Nigeria capital imports drops 79% in second quarter as economy shrinks.
Nigeria capital imports dropped 78.6% in the second quarter year-on-year to $1.295 billion, the National Bureau of Statistics (NBS) office said, as lower oil prices push Africa’s largest economy towards recession.
Africa’s top oil exporter, Nigeria, has suffered its worst crisis in decades as low oil prices triggered by the coronavirus pandemic caused the economy to shrink in the second quarter, slashing government revenues and weakening the naira currency.
In the third and fourth quarters, the government expects further GDP contractions.
The country has seen an exodus of foreign money in its equity and debt market, though foreign investors have been caught up by a shortage of dollars on the currency market as global oil prices collapsed.

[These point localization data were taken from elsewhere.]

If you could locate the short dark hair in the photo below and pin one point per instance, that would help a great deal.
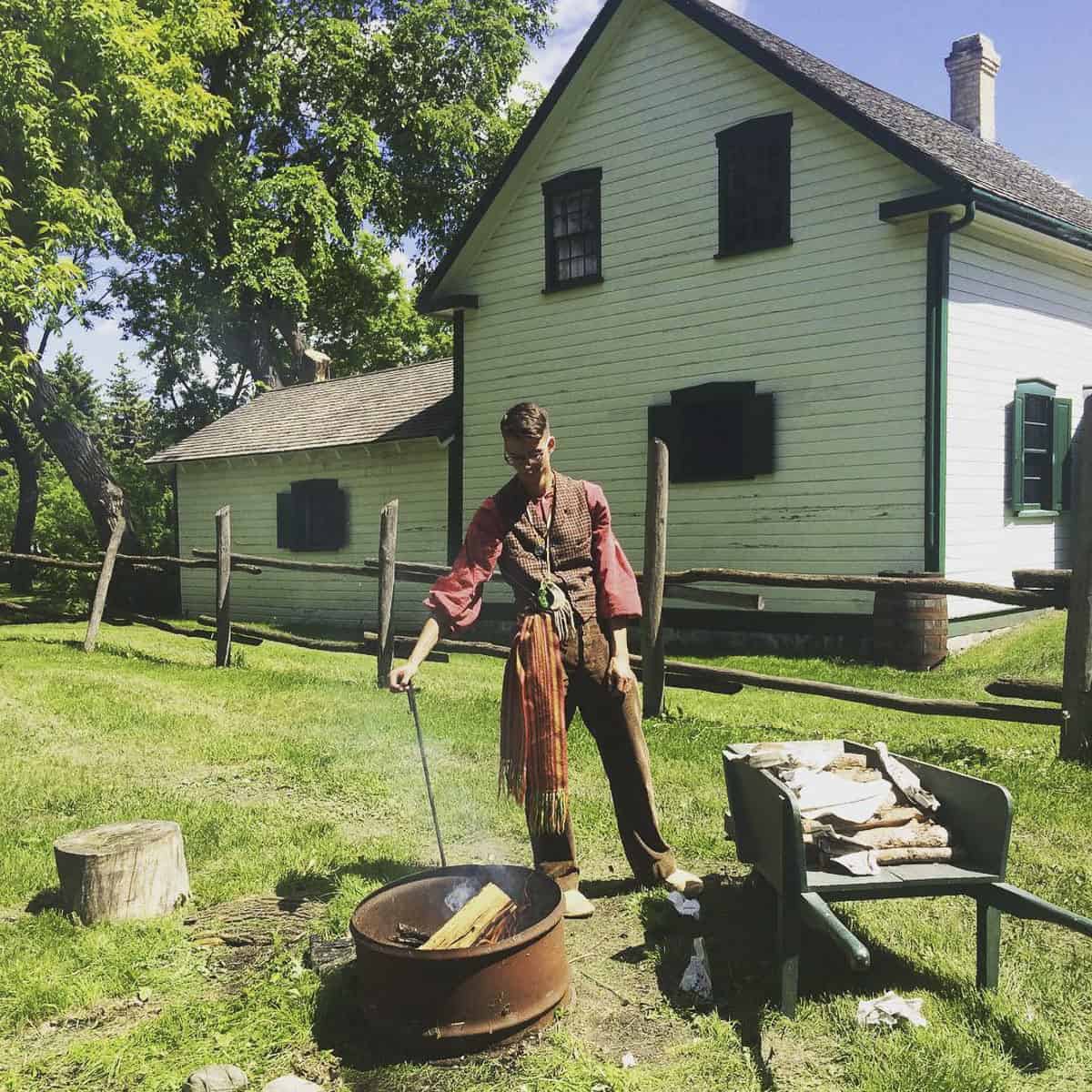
(525, 421)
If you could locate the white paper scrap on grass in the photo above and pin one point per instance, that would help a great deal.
(688, 907)
(461, 895)
(819, 794)
(889, 1010)
(697, 978)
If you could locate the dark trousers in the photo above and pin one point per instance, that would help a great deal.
(614, 721)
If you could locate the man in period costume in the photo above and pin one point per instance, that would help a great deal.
(574, 594)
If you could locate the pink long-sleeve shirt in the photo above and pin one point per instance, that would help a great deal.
(456, 599)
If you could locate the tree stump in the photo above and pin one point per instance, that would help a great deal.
(123, 871)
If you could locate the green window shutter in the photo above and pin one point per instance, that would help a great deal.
(1062, 460)
(1016, 453)
(758, 435)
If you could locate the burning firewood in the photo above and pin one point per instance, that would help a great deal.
(483, 920)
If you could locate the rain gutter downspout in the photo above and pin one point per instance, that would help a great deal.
(938, 267)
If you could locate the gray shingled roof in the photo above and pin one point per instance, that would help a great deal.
(956, 148)
(394, 404)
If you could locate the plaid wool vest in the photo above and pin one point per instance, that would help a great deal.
(523, 557)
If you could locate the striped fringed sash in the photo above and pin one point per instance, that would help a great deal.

“The largest amount of capital importation by type was received through other investment… followed by portfolio investment… and foreign direct investment in Q2,” the National Bureau of Statistics said in a report.
Nigeria’s capital imports fell from a peak of $21.32 billion seven years ago to $5.12 billion in 2016 as investment dried up in the wake of a recession, and have barely recovered since then.
In recent months, a foreign exchange shortage has seen the naira drop to record lows on the black market after two devaluations and the country’s central bank moves to unify the country’s multiple exchange rates.